Ha contagiato anche l’America, dove il problema secondo il Wall Street Journal si è aggravato

5 Marzo 2018 alle 12:27

L'età del disprezzo in democrazia

Foto LaPresse

La democrazia muore quando una fazione politica non ha più rispetto per i risultati elettorali, e arriva a considerare l’altra fazione come illegittima”. Esordisce così, sul Wall Street Journal, il senior fellow del Brookings Institution Shadi Hamid. “I presidenti americani più recenti, almeno da Bill Clinton in poi, hanno fronteggiato un’implacabile opposizione da parte delle frange estreme del partito d’opposizione. Ultimamente, il problema sembra essersi aggravato, e il disprezzo per i risultati della democrazia si è acuito particolarmente all’interno del centro-sinistra. Può sembrare strano, visto che generalmente pensiamo che il ‘centro’ politico sia più razionale e ragionevole. Dunque meno fazioso. Gli ideologi sono i meno inclini al compromesso. Ma anche se i centristi sono, per definizione, scettici nei confronti delle ideologie, ciò non li rende meno proni alla faziosità.

 

In tempi polarizzati come questi, la competizione politica arriva ad assumere i connotati di una guerra tribale. In mancanza di una visione emozionante che vada al di là del riformismo auspicato dagli ‘esperti’, i politici e gli opinionisti di centro-sinistra hanno ben poche opzioni, per animare la base dei democratici, che non sia attaccare gli avversari e rafforzare le divisioni partigiane.
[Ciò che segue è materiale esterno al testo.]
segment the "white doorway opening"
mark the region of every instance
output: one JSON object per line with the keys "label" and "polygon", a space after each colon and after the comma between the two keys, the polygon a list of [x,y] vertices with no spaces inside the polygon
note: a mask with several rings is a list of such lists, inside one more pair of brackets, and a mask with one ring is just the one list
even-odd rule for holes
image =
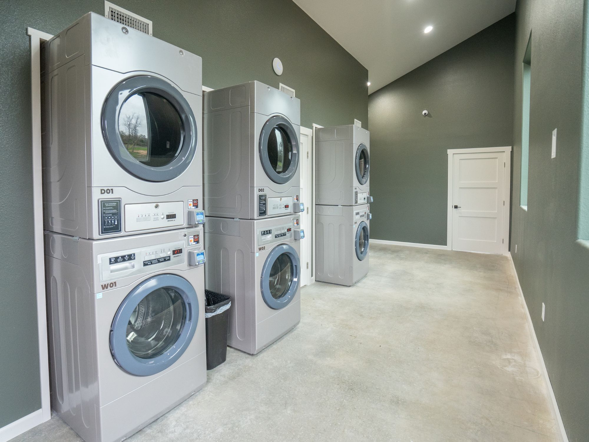
{"label": "white doorway opening", "polygon": [[301,228],[305,239],[300,242],[301,286],[315,282],[313,242],[315,221],[313,209],[313,131],[300,128],[300,200],[305,203],[305,212],[300,214]]}
{"label": "white doorway opening", "polygon": [[509,252],[511,147],[448,151],[448,248]]}

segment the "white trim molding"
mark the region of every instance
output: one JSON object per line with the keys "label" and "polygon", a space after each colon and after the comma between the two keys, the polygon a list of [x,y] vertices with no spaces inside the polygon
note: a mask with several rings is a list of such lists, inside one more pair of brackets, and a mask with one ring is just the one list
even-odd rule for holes
{"label": "white trim molding", "polygon": [[33,411],[30,414],[21,417],[18,421],[15,421],[0,428],[0,442],[7,442],[46,420],[47,420],[43,418],[42,410],[39,408],[36,411]]}
{"label": "white trim molding", "polygon": [[[502,147],[475,147],[468,149],[448,150],[448,200],[447,200],[447,225],[446,230],[446,245],[448,250],[452,250],[452,186],[454,180],[454,155],[455,153],[484,153],[485,152],[504,152],[505,154],[505,173],[504,176],[504,200],[505,208],[503,210],[503,249],[502,255],[509,252],[509,219],[511,215],[511,146]],[[507,219],[506,219],[507,214]],[[465,250],[468,252],[468,250]]]}
{"label": "white trim molding", "polygon": [[[315,194],[317,191],[317,137],[315,136],[315,130],[320,128],[323,126],[320,126],[319,124],[316,124],[314,123],[312,124],[312,130],[313,130],[313,133],[311,134],[311,136],[312,137],[312,143],[313,144],[313,189],[312,190],[313,202],[311,204],[311,210],[313,211],[313,239],[315,240],[316,238],[315,233],[317,232],[317,217],[315,216]],[[311,277],[311,283],[312,284],[315,282],[315,269],[317,268],[315,266],[315,264],[317,263],[317,248],[313,245],[312,248],[313,249],[313,276]]]}
{"label": "white trim molding", "polygon": [[[41,44],[53,36],[27,28],[31,36],[31,107],[33,172],[33,223],[35,277],[37,285],[37,329],[39,339],[39,374],[41,381],[41,419],[32,426],[51,418],[49,397],[49,348],[45,286],[45,251],[43,240],[43,182],[41,141]],[[35,412],[36,413],[36,412]],[[31,416],[31,415],[29,415]],[[28,417],[25,416],[25,417]],[[30,421],[33,421],[32,418]],[[31,427],[32,428],[32,427]],[[27,431],[28,428],[24,431]],[[14,436],[13,436],[14,437]]]}
{"label": "white trim molding", "polygon": [[422,249],[438,249],[439,250],[448,250],[447,246],[441,246],[438,244],[420,244],[417,242],[402,242],[401,241],[389,241],[386,239],[370,239],[370,242],[375,244],[388,244],[392,246],[405,246],[406,247],[419,247]]}
{"label": "white trim molding", "polygon": [[552,412],[552,417],[556,421],[558,425],[558,432],[560,436],[560,442],[568,442],[568,437],[567,436],[567,430],[564,428],[564,424],[562,423],[562,417],[560,415],[560,411],[558,410],[558,404],[556,401],[556,397],[554,395],[554,391],[552,388],[552,384],[550,382],[550,377],[548,376],[548,370],[546,370],[546,364],[544,364],[544,358],[542,357],[542,351],[540,349],[540,344],[538,342],[538,338],[536,336],[536,332],[534,329],[534,324],[532,322],[532,318],[530,315],[530,309],[528,308],[528,304],[525,302],[525,298],[524,297],[524,292],[521,289],[521,285],[519,284],[519,278],[517,275],[517,271],[515,270],[515,265],[514,263],[513,258],[511,253],[508,252],[507,256],[511,263],[511,269],[513,271],[514,276],[515,277],[515,282],[517,283],[518,291],[519,292],[519,297],[524,305],[524,309],[525,311],[525,315],[528,319],[528,326],[530,328],[530,334],[534,341],[534,346],[538,352],[538,357],[542,365],[542,374],[546,382],[546,386],[548,389],[548,394],[550,395],[550,411]]}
L’altra opzione, ossia abbracciare un’alternativa politica a quella offerta da Hillary Clinton e persino dal presidente Obama, richiede convinzione ideologica. Molti democratici non sono disposti ad accettare che la signora Clinton abbia in effetti perso contro Donald Trump. Chi trova congeniale la sua classica visione del mondo tecnocratica e di centrosinistra rifiuta le spiegazioni ideologiche, per cui ricorre ai capri espiatori: la Russia, James Comey e persino gli elettori di Donald Trump stessi.

 

Il 2020 si sta avvicinando e i democratici rischiano di ripetere lo stesso errore dando per scontato, proprio come fece la Clinton, che i difetti di Trump da soli saranno sufficienti ad assicurarne la sconfitta. Il rapporto tra faziosità e ideologia potrebbe essere in procinto di cambiare, in modo inaspettato. I centristi di ieri sono diventati i più sfegatati partigiani di oggi. Non c’è nulla di male nella partigianeria in sé, il problema è quando i partiti si considerano nemici e minacce esistenziali l’uno per l’altro. Il centrismo sembra essere una soluzione ovvia, ma la scarsità d’ideologie può essere pericolosa tanto quanto lo è l’eccesso. Significa che ci servono persone più ideologiche? Il termine suona come un insulto, dal momento che lo associamo con l’inflessibilità politica e una certa chiusura mentale. I politici che sono fedeli a un certo assetto di valori, però, hanno meno da dover dimostrare. Non sono costretti a corteggiare la base: la guidano. Il Congresso, e il paese, avrebbe bisogno di più persone così”.